Nicolás Maduro ha sido un dictador. Concentró el poder, vació las instituciones, persiguió a la oposición y condujo a Venezuela a una de las peores crisis humanitarias del continente. Millones de venezolanos no emigraron por ideología, sino por hambre, miedo y falta de futuro. Esa responsabilidad histórica es indiscutible y no debe maquillarse.
Pero una verdad incómoda no justifica otra injusticia. La reciente acción militar de Estados Unidos contra Venezuela, presentada como un acto de liberación, no es una defensa genuina de la democracia. Es una decisión guiada por intereses propios, donde el control geopolítico y el petróleo venezolano —uno de los más grandes del mundo— ocupan un lugar central. La historia demuestra que Washington rara vez interviene por altruismo, y Venezuela no es la excepción.
La democracia no se impone con bombardeos ni se construye a punta de operaciones militares. La intervención extranjera no resuelve el colapso económico, la desigualdad ni la destrucción institucional; por el contrario, profundiza el caos y aumenta el sufrimiento de la población civil. Quien paga el precio no es la cúpula del poder, sino la gente común.
Además, esta acción vulnera un principio esencial del orden internacional: la soberanía de los pueblos. Cuando una potencia decide, por la fuerza, el destino de otro país, se abre un precedente peligroso para toda la región. Hoy es Venezuela; mañana puede ser cualquier nación estratégicamente incómoda o rica en recursos. Eso no es democracia: es imposición.
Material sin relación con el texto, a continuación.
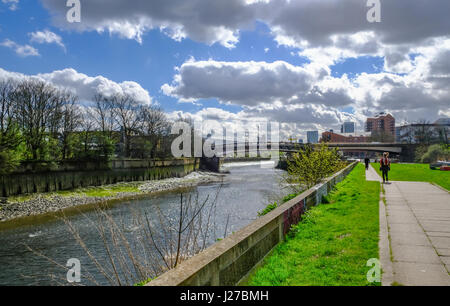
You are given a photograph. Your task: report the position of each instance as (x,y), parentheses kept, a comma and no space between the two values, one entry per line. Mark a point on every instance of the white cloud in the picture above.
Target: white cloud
(46,37)
(244,83)
(85,87)
(210,22)
(21,50)
(13,4)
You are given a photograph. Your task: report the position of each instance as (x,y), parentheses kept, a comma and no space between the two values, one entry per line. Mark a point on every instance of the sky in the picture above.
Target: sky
(307,64)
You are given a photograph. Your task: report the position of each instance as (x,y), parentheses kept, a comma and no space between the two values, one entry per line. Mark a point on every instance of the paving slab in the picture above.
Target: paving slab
(418,274)
(418,222)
Peor aún, este tipo de intervenciones fortalecen el relato que los regímenes autoritarios han explotado durante años: el enemigo externo. El chavismo sobrevivió políticamente apelando al antiimperialismo, y la fuerza militar extranjera no desmonta ese discurso, lo confirma y lo reactiva.
La salida a la crisis venezolana debía —y debe— ser política, no militar. Presión internacional legítima, diplomacia multilateral, sanciones inteligentes que no castiguen al pueblo y un respaldo real a la sociedad civil. Eso es menos espectacular que las bombas, pero es lo único que construye una democracia sostenible.
Maduro fue un dictador. Pero Estados Unidos no actuó por justicia, sino por interés. Venezuela no necesitaba un salvador armado ni un nuevo tutor extranjero; necesitaba recuperar su derecho a decidir su propio destino. Cambiar un abuso por otro no es libertad. Es repetir la misma lógica de dominación con otro uniforme.